Extended Data Figure 7. EPNs can package biological cargoes and deliver them to the cytoplasm of target HeLa cells.

a, Schematic illustration showing the production, assembly, and release of EPNs incorporating BlaM-Vpr and VSV-G proteins (left), and detection of uptake and target cell membrane fusion using a BlaM colorimetric activity assay (right). b, Co-expression of VSV-G increases the number of vesicles that contain spikes, as evaluated by scoring >140 vesicles as either “containing” or “not containing” surface spikes (images like the one shown in the inset of Fig. 3b were scored independently by two different people, one blinded, and their counts were averaged). c, Western blots showing cellular expression and release of EPN-01 and Myc-tagged GFP constructs with or without fused Vpr (see Supplementary Table 3 for sequence information). Panel 1 shows released protein, panel 2 and 3 expression of Myc-tagged proteins and GAPDH in whole cell lysates. Lane 1 shows co-expression of EPN-01 with Myc-GFP-Vpr, lane 2 shows co-expression of EPN-01 with Myc-GFP. d, Flow cytometric analyses of HeLa cells loaded with the fluorescent CCF2 β-lactamase substrate and incubated with increasing quantities of wild-type EPN-01*/VSV-G/BlaM-Vpr (row 1), EPN-01*/VSV-G(P₁₂₇D) mutant/BlaM-Vpr (row 2), and EPN-01*(LF₄₅AA) mutant/VSV-G/BlaM-Vpr (row 3).
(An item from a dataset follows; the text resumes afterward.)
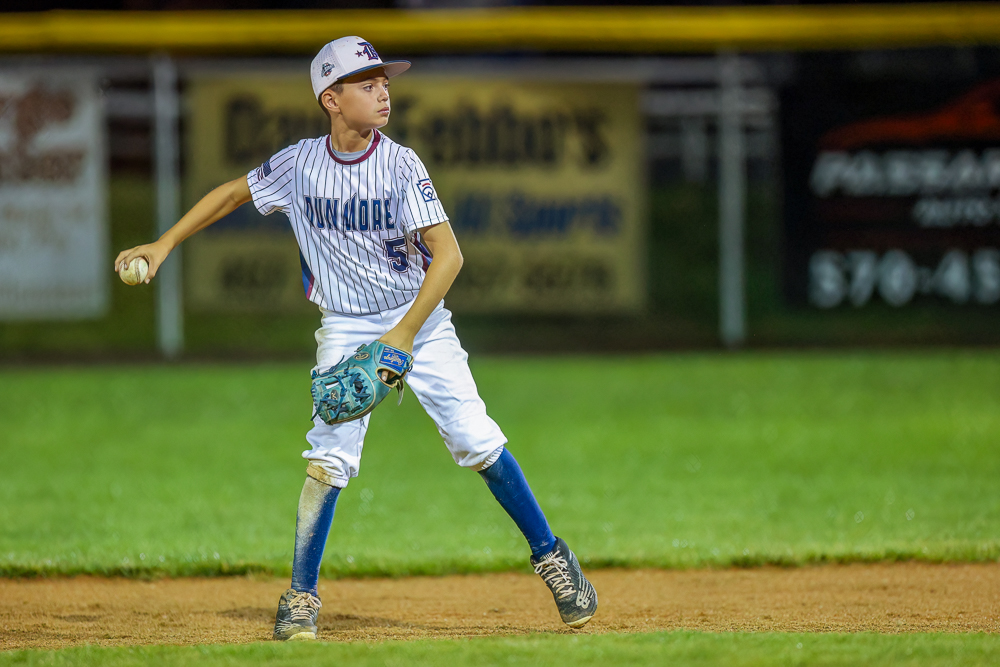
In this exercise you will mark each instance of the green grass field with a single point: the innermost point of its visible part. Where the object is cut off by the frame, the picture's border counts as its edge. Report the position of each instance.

Extended Data Figure 8. Aldolase and protease protection assays for EPNs with a variety of functional elements and protein architectures.

Schematic illustrations and analyses of the 16 EPN constructs that yielded robust EPN biogenesis are shown, as well as one negative control. Each panel shows the construct, a representative plot of aldolase activity in the presence (black line) and absence (grey line) of detergent, and a western blot analysis of the protease protection assay. Arrowheads next to each blot denote the full-length protein. Aldolase activity was monitored by disappearance of absorbance at 339 nm. a, Different membrane-binding elements support EPN formation. b, EPN-02, also referred to as EPN-01(ΔM), is a negative control construct in which the myristoylation site was inactivated by mutation. Both assays reveal that EPN-02 protein was not released from cells. c, EPN-51, which uses the designed 24-subunit protein assembly O3-33 as a self-assembly domain, forms an EPN with an intact membrane envelope. The aldolase assay was not included because O3-33 is not an aldolase. d, Different ESCRT-recruiting elements can support EPN formation. The asterisk next to the blot of EPN-36 signifies that the blot was overexposed: EPN-36 reproducibly yielded fainter bands on western blots than would be expected based on its aldolase activity and analyses of SDS-PAGE gels stained with Coomassie. e, Membrane-binding, self-assembly, and ESCRT-recruiting elements can function from different positions within EPN constructs. EPN-11 is a permutation of EPN-07, while EPN-23, EPN-24, and EPN-25 are permutations of EPN-18.